Numa semana onde Hollywood se engalanou para celebrar a "sétima arte", com a entrega dos Óscares e a ilha Terceira aplaudiu de pé a sua maior manifestação cultural - o Carnaval, parece não haver melhor momento para se falar sobre atores e atrizes, trajes e figurantes, enredos e bandas sonoras... Afigura-se a altura perfeita para os Terceirenses e para os Praienses, em particular, deixarem de ser meros figurantes e assumirem o papel de atores principais, na defesa dos seus interesses. Proponho como cenário, como pano de fundo, a Base das Lajes e seu enquadramento no novo panorama geopolítico mundial.

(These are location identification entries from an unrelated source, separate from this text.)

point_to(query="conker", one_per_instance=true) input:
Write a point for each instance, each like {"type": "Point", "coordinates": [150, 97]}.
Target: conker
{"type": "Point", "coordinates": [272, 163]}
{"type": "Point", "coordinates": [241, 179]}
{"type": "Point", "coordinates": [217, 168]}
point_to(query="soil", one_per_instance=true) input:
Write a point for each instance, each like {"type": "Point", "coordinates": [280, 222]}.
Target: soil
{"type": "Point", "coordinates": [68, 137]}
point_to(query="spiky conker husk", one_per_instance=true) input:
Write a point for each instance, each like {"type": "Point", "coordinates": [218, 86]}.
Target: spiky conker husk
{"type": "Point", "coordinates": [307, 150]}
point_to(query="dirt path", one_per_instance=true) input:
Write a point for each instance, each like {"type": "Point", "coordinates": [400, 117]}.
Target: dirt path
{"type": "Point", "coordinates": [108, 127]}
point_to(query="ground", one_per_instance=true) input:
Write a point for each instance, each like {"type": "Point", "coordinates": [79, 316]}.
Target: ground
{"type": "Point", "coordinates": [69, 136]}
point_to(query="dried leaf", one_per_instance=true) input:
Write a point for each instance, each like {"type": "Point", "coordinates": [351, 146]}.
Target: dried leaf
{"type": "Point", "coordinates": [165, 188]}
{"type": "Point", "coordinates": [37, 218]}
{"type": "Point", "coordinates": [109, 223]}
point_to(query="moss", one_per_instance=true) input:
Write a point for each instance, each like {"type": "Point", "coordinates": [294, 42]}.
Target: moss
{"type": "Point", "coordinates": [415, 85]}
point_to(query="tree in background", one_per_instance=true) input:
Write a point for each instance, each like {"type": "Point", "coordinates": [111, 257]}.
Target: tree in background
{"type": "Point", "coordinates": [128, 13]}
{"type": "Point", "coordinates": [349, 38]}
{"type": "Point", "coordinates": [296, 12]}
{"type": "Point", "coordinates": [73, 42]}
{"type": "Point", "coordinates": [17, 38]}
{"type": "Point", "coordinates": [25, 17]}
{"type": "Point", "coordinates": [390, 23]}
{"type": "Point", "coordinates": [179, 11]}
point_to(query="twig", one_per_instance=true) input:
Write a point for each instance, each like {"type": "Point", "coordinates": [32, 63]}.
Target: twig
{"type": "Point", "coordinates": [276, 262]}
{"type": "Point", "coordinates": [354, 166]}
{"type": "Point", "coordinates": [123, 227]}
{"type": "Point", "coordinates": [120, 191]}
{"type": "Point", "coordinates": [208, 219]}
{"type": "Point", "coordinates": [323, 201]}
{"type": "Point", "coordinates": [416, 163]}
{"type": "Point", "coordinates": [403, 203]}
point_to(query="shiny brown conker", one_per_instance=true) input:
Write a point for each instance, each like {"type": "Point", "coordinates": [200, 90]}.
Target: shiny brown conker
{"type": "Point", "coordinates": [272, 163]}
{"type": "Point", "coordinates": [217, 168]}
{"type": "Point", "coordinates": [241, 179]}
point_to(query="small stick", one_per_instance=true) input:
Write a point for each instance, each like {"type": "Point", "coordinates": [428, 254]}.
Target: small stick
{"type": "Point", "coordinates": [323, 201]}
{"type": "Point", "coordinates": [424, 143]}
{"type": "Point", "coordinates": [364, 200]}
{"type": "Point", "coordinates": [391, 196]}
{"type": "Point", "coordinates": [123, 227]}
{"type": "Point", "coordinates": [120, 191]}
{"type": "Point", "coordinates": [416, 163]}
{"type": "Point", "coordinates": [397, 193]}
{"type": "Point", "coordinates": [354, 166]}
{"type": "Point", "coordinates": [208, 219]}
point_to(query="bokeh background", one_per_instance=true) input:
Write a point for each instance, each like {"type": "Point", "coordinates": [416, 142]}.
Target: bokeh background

Como ponto de partida, importa ter presente, que a Base das Lajes tem sido, ao longo de décadas, um ativo estratégico fundamental para Portugal, os Estados Unidos da América e a NATO. Situada num ponto nevrálgico do Atlântico, esta infraestrutura tem desempenhado um papel determinante na segurança internacional, mas também na economia da ilha Terceira e, em particular, do concelho da Praia da Vitória. No entanto, os Praienses e os Terceirenses não podem continuar a ser atores secundários, ou em bom rigor, meros figurantes neste processo, acatando e aceitando, impávidos e serenos, tudo o que é decidido nas cúpulas do poder. É altura de termos voz ativa, de exigirmos um efetivo retorno, económico e social, pela presença desta infraestrutura na nossa ilha.
A existência da Base das Lajes, sendo certo que transporta benefícios, tem concomitantemente custos e impactos diretos na vida da população local, nomeadamente na utilização do território e nos condicionamentos económicos e sociais que dela advêm. Para além disso, há um fator que tem sido frequentemente desvalorizado - a pegada ecológica resultante das atividades militares, que afeta sobretudo os Praienses. A contaminação dos solos e lençóis freáticos, associada a práticas ambientais negligentes ao longo de anos, continua a ser uma preocupação que exige uma resposta proporcional e contundente. É pois, da mais elementar justiça que a Praia da Vitória tenha uma discriminação positiva por parte do Estado português e beneficie diretamente dos dividendos do Acordo de Cooperação e Defesa entre Portugal e os EUA, o vulgarmente designado Acordo da Base das Lajes.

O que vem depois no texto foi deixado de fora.